Clinical genetic testing has exponentially expanded in recent years, leading to an overwhelming amount of patient variants with high variability in pathogenicity and heterogeneous phenotypes. A large part of the variant level data is comprehensively aggregated in public databases such as ClinVar and are publicly accessible.

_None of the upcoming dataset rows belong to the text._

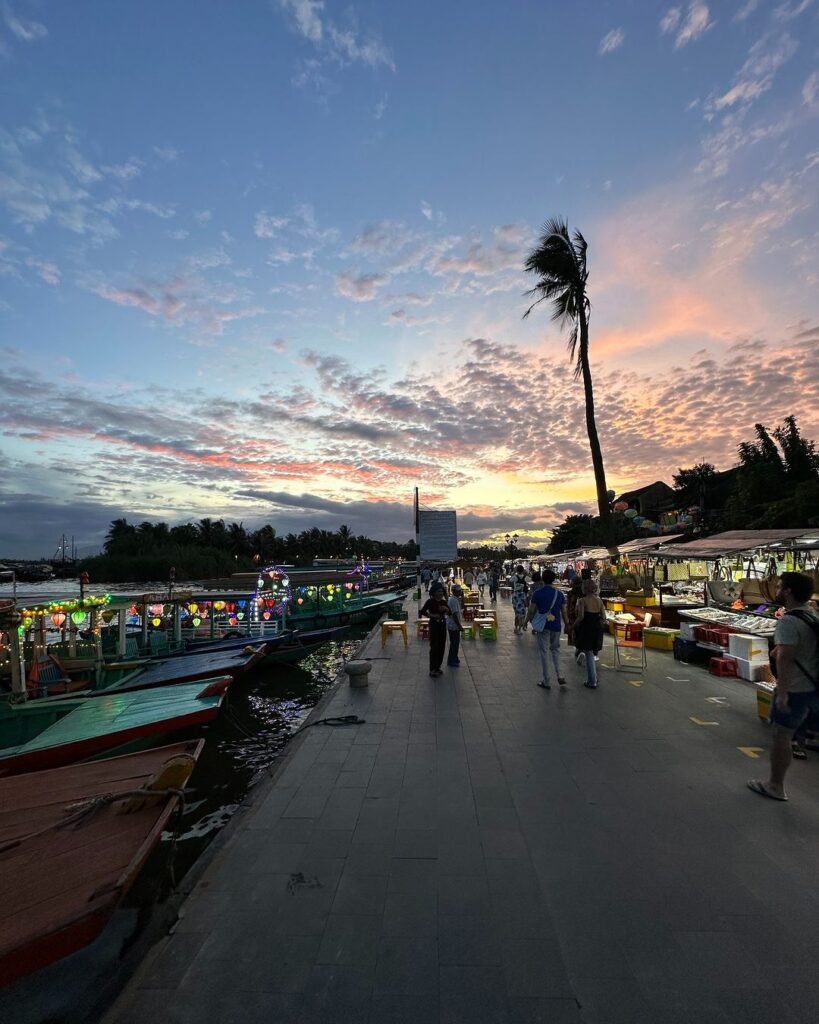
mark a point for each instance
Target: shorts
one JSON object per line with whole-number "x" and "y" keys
{"x": 800, "y": 706}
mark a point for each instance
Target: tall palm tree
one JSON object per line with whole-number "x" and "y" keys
{"x": 559, "y": 262}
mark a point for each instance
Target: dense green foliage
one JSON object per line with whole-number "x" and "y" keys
{"x": 774, "y": 485}
{"x": 212, "y": 548}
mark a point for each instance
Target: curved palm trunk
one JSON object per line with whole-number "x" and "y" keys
{"x": 594, "y": 440}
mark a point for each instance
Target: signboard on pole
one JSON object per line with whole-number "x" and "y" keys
{"x": 438, "y": 536}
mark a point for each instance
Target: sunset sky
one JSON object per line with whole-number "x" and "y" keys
{"x": 262, "y": 260}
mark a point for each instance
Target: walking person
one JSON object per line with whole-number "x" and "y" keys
{"x": 494, "y": 582}
{"x": 435, "y": 608}
{"x": 520, "y": 599}
{"x": 547, "y": 613}
{"x": 795, "y": 660}
{"x": 590, "y": 620}
{"x": 455, "y": 623}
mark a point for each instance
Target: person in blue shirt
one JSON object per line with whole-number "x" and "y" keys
{"x": 548, "y": 614}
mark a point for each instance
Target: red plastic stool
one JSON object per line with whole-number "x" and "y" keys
{"x": 722, "y": 667}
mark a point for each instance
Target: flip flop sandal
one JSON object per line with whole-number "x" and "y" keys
{"x": 756, "y": 785}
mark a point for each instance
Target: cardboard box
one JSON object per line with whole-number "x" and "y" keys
{"x": 757, "y": 672}
{"x": 659, "y": 639}
{"x": 748, "y": 648}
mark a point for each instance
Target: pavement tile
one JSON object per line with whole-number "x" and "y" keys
{"x": 407, "y": 966}
{"x": 468, "y": 940}
{"x": 414, "y": 875}
{"x": 350, "y": 940}
{"x": 404, "y": 1009}
{"x": 411, "y": 913}
{"x": 473, "y": 995}
{"x": 337, "y": 995}
{"x": 360, "y": 894}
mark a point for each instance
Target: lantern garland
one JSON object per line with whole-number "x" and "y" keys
{"x": 275, "y": 583}
{"x": 67, "y": 607}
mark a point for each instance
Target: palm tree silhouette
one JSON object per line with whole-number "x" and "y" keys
{"x": 559, "y": 261}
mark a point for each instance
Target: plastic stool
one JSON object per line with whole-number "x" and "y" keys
{"x": 722, "y": 667}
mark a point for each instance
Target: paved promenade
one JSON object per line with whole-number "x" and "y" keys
{"x": 485, "y": 852}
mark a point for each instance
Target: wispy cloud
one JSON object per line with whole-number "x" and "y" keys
{"x": 359, "y": 288}
{"x": 336, "y": 44}
{"x": 757, "y": 75}
{"x": 688, "y": 26}
{"x": 29, "y": 32}
{"x": 611, "y": 41}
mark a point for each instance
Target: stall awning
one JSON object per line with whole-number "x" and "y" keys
{"x": 733, "y": 543}
{"x": 644, "y": 545}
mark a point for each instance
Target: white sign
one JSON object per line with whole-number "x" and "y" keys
{"x": 438, "y": 536}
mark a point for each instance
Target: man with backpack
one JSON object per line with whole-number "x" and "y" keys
{"x": 796, "y": 667}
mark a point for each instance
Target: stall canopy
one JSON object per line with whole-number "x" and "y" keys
{"x": 645, "y": 545}
{"x": 733, "y": 543}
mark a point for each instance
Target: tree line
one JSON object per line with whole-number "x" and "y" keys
{"x": 146, "y": 551}
{"x": 773, "y": 485}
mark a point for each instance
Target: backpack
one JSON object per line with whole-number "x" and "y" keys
{"x": 813, "y": 623}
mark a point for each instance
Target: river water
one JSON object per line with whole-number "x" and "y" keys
{"x": 263, "y": 711}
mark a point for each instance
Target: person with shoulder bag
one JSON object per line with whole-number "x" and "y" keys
{"x": 547, "y": 613}
{"x": 795, "y": 660}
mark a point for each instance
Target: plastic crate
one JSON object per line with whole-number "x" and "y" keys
{"x": 690, "y": 652}
{"x": 659, "y": 639}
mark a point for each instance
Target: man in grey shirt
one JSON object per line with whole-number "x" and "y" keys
{"x": 795, "y": 696}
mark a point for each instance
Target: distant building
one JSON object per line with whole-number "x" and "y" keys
{"x": 651, "y": 501}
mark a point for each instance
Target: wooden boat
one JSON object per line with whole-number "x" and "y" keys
{"x": 124, "y": 676}
{"x": 282, "y": 646}
{"x": 72, "y": 843}
{"x": 55, "y": 731}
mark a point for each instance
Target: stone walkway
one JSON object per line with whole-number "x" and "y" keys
{"x": 482, "y": 850}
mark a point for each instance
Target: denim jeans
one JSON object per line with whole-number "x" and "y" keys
{"x": 549, "y": 646}
{"x": 455, "y": 645}
{"x": 591, "y": 668}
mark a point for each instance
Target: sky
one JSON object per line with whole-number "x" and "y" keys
{"x": 264, "y": 260}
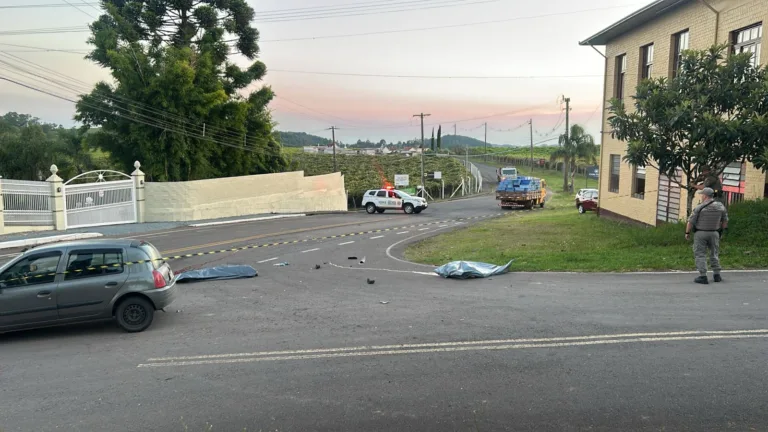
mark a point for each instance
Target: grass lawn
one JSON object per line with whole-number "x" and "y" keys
{"x": 563, "y": 240}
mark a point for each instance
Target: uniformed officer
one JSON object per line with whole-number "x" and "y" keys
{"x": 711, "y": 181}
{"x": 708, "y": 220}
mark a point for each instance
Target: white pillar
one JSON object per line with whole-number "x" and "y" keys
{"x": 2, "y": 217}
{"x": 57, "y": 203}
{"x": 138, "y": 182}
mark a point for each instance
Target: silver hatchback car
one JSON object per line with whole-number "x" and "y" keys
{"x": 85, "y": 281}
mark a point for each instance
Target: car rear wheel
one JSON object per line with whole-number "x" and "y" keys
{"x": 135, "y": 314}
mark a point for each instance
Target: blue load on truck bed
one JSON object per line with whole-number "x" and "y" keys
{"x": 520, "y": 184}
{"x": 522, "y": 191}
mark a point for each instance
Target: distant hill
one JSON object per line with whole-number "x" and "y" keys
{"x": 450, "y": 141}
{"x": 301, "y": 139}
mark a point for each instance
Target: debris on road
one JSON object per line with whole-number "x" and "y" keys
{"x": 471, "y": 270}
{"x": 218, "y": 273}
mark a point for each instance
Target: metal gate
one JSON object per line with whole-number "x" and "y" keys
{"x": 99, "y": 198}
{"x": 668, "y": 205}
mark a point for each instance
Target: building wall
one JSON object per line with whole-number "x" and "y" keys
{"x": 701, "y": 23}
{"x": 240, "y": 196}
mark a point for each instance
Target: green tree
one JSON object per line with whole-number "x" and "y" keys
{"x": 577, "y": 145}
{"x": 713, "y": 113}
{"x": 177, "y": 102}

However, the ability to explore this rich resource and answer general questions such as “How many missense variants are associated to a specific disease or gene?” or “In which part of the protein are patient variants located?” is limited and requires advanced bioinformatics processing.
Here, we present Simple ClinVar (http://simple-clinvar.broadinstitute.org/) a web-server application that is able to provide variant, gene, and disease level summary statistics based on the entire ClinVar database in a dynamic and user-friendly web-interface. Overall, our web application is able to interactively answer basic questions regarding genetic variation and their known relationships to disease. Our website will follow ClinVar monthly releases and provide easy access to the rich ClinVar resource to a broader audience including basic and clinical scientists.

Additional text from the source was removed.